A FIRESIDE CONVERSATION WITH CHRISTIAN STEARRY

We're starting this week off  proper with a nice chat with artist and skateboarder Christian Stearry. You can see his work IRL on March 12th at the new Northern Contemporary gallery on Queen West here in Toronto

All artworks by Christian Stearry Copyright 2016

All artworks by Christian Stearry

Copyright 2016

Can you introduce yourself and your work quickly? 

I'm Christian Stearry and I'm a skateboarder and artist based out of Toronto. I work as a cook to pay my rent.


Obviously your work has been very much defined by your experiences as a skateboarder - do you think that skateboarding has shifted the way that you make your art as well (in terms of process)?
 

Skateboarding has definitely had a deep influence on me as an artist as well as the way I interact with my community.
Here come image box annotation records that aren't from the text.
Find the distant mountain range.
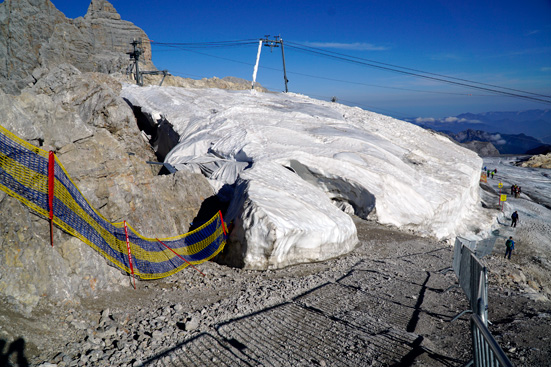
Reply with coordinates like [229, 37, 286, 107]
[407, 110, 551, 154]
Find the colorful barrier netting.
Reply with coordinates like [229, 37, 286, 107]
[0, 126, 226, 279]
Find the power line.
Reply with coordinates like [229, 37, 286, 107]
[151, 42, 496, 97]
[288, 42, 551, 104]
[288, 41, 551, 98]
[152, 39, 551, 104]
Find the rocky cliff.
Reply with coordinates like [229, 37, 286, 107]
[0, 0, 212, 313]
[0, 0, 154, 94]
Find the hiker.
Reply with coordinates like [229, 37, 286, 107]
[511, 210, 518, 228]
[503, 237, 515, 260]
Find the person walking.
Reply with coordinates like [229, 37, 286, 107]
[511, 210, 518, 228]
[503, 237, 515, 260]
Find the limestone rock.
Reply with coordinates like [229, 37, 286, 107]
[0, 0, 154, 94]
[459, 140, 499, 157]
[521, 153, 551, 168]
[0, 65, 212, 312]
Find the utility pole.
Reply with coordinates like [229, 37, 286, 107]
[127, 39, 170, 87]
[252, 35, 289, 93]
[127, 39, 143, 86]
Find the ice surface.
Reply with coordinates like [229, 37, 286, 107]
[122, 85, 492, 269]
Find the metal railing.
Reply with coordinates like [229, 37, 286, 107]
[471, 314, 513, 367]
[452, 237, 513, 367]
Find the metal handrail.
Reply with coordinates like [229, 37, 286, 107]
[471, 314, 513, 367]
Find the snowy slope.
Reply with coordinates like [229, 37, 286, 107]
[122, 85, 492, 269]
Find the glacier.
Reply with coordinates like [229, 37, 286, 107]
[121, 85, 495, 269]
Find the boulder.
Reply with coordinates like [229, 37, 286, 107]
[0, 65, 212, 313]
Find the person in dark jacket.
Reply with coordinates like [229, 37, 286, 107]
[511, 210, 518, 228]
[503, 237, 515, 260]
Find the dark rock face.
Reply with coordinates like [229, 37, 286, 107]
[460, 140, 499, 157]
[0, 0, 154, 94]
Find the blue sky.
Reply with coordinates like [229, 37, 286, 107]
[52, 0, 551, 118]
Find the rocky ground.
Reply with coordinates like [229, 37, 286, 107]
[0, 211, 551, 367]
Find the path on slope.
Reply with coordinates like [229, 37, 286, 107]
[16, 219, 471, 367]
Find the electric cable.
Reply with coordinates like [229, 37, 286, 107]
[287, 41, 551, 98]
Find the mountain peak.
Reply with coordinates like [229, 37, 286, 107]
[84, 0, 121, 20]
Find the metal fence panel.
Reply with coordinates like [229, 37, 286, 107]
[471, 314, 513, 367]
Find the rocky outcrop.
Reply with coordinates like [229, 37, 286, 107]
[0, 0, 154, 94]
[520, 153, 551, 168]
[0, 64, 212, 312]
[459, 140, 499, 157]
[116, 75, 268, 92]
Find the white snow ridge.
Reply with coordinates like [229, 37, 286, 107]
[122, 85, 492, 269]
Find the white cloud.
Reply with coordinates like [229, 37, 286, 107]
[306, 42, 389, 51]
[415, 117, 436, 123]
[444, 116, 482, 124]
[490, 134, 506, 145]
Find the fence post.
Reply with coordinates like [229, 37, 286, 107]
[124, 221, 136, 289]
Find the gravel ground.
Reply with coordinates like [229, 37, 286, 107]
[0, 183, 551, 367]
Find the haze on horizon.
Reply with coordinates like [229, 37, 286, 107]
[28, 0, 551, 118]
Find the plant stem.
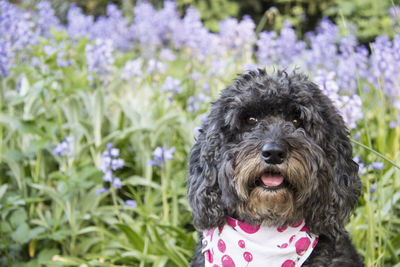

It supplied me with a subject matter that I won't become tired with. It's also provided me with a whole culture of imagery, music, performance and character. It was the first group I wanted to be a part of, and is still the only group I want to be a part of.

As far as my process I think it's only been effected in the sense that I'd rather be skating - it has been streamlined. 
Skateboarding's proximity to graffiti and tattooing have definitely played a role in how my process has developed as well.
 

What is your favourite way to show your work? 

It's weird, the internet, particularly Flickr, was my first format for showing work and that platform I think has had a powerful effect on how I make my work. I rarely make paintings that are too big to fit in a standard photo scanner. Also It's easier to get away with the white backgrounds on the internet. Also computer screen kind of works like a frame. I wouldn't say this is my favourite way to present work but it is the most effective.

Ideally I'd like to have my work framed, with a white matte and viewed in person. I do work with paint entirely, and there are textures that get lost through the computer screen.
 

Following that - do you think it lives best as a zine or as a painting on a wall? 

I love zines as a way to share work, and I have been increasingly jaded by the unending, inconsequential flood of the internet. That being said zines are too Lo-Fi and inefficient cost wise to really properly share my work. I guess the better question would be Zines versus Tumblr, cause work is always better in real life.


Do you think your work is engaging with any specific periods from Art History? Or do you think that it’s more closely related to the history of commercial illustration (not that these are necessarily separate entities)?

I think commercial illustration was definitely what got me hooked, things like skate graphics, Spongebob Squarepants, Pokemon, DBZ- you know cartoons, comics and trading cards. They planted that seed when I was a kid. When I got a bit older and became "Counter-Cultural" I got more interested in a more "artist" like way of approaching work, but was still caught up in a thing that was presented to me by a group.

In the last 6 months to a year I've been going to the library or used bookstores and trying to broaden my art knowledge. I'm reading a book on American Realism now and I've also become interested in the works of Alex Katz.


I know that you’ve been focusing on perfecting your drawing of figures/anatomy - has this changed your work in any major way? 

Hugely! It's changed the way I look at things, and changed the way I compose my images, it's changed my understanding of lines. I used to do cartoony things, particularly to avoid getting forms correct, but studying figures has strengthened my work for sure. I look at shape now rather than just line, and a better understanding of shape effects your understanding of light, and light is everything! I don't have any formal art training and I think it's important to try to push forward to avoid a rut.


I know that you’re good friends with a bunch of photographers - do you think that there’s a crossover between your work as a painter and the works of photographers like Dimitri Karakostas and Reilly Hodgson?

Their influence on me is massive but I'm not sure exactly how to talk about it! I think mostly the way they capture their own lives in a way that has a dual purpose of being auto-biographical, but also readable for people that aren't a part of their "In" crowd. I guess that candid, documentarian mindset has seeped into me.